Setup Yum Local Repository in CentOS 7
Linux Foundation Certified Engineer – Part 11
Introducing The Linux Foundation Certification Program

However, when a machine does not have access to the world wide web, another methods are necessary. Why would anyone want to do that? The reasons range from saving Internet bandwidth (thus avoiding several concurrent connections to the outside) to securing packages compiled from source locally, and including the possibility of providing packages that for legal reasons (for example, software that is restricted in some countries) cannot be included in official repositories.

That is precisely where network repositories come into play, which is the central topic of this article.

Our Testing Environment
Network Repository Server:	CentOS 7 [enp0s3: 192.168.0.17] - dev1
Client Machine:			CentOS 6.6 [eth0: 192.168.0.18] - dev2

Setting Up a Network Repository Server on CentOS 7

As a first step, we will handle the installation and configuration of a CentOS 7 box as a repository server [IP address 192.168.0.17] and a CentOS 6.6 machine as client. The setup for openSUSE is almost identical.

For CentOS 7, follow the below articles that explains a step-by-step instructions of CentOS 7 installation and how to setup a static IP address.

  1. Installation of CentOS 7.0 with Screenshots
  2. How to Configure Network Static IP Address on CentOS 7

As for Ubuntu, there is a great article on this site that explains, step by step, how to set up your own, private repository.

  1. Setup Local Repositories with ‘apt-mirror’ in Ubuntu

Our first choice will be the way in which clients will access the repository server – FTP and HTTP are the most well used. We will choose the latter as the Apache installation was covered in Part 1 – Installing Apache of this LFCE series. This will also allow us to display the package listing using a web browser.

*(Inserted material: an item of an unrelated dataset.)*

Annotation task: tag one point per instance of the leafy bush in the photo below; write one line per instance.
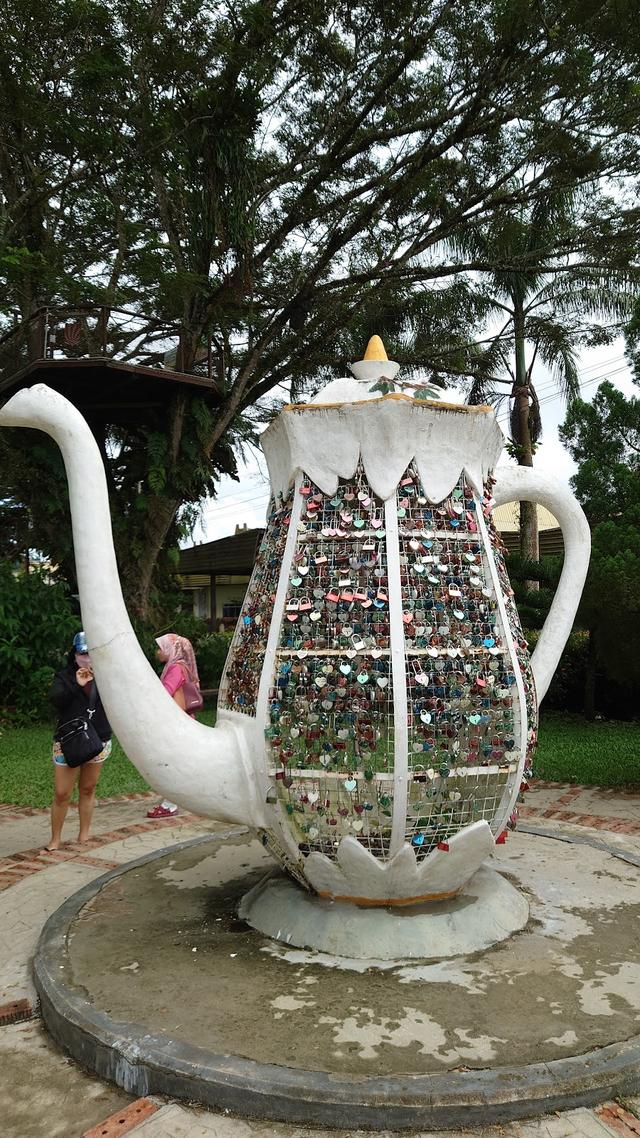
(37, 627)
(211, 653)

Next, we need to create directories to store the .rpm packages. We will create subdirectories within /var/www/html/repos accordingly. For our convenience, we may also want to create other subdirectories to host packages for different versions of each distribution (of course we can still add as many directories as needed later) and even different architectures.

Setting Up the Repository

An important thing to take into consideration when setting up your own repository is that you will need a considerable amount of available disk space (~20 GB). If you don’t, resize the filesystem where you’re planning on storing the repository’s contents, or even better add an extra dedicated storage device to host the repository.

That being said, we will begin by creating the directories that we will need to host the repository:

# mkdir -p /var/www/html/repos/centos/6/6

After we have created the directory structure for our repository server, we will initialize in /var/www/html/repos/centos/6/6 the database that keeps tracks of packages and their corresponding dependencies using createrepo.

Install createrepo if you haven’t already done so:

# yum update && yum install createrepo

Then initialize the database,

# createrepo /var/www/html/repos/centos/6/6
Createrepo Repository Initialization
Createrepo Repository Initialization

Updating the Repository

Assuming that the repository server has access to the Internet, we will pull an online repository to get the latest updates of packages. If that is not the case, you can still copy the entire contents of the Packages directory from a CentOS 6.6 installation DVD.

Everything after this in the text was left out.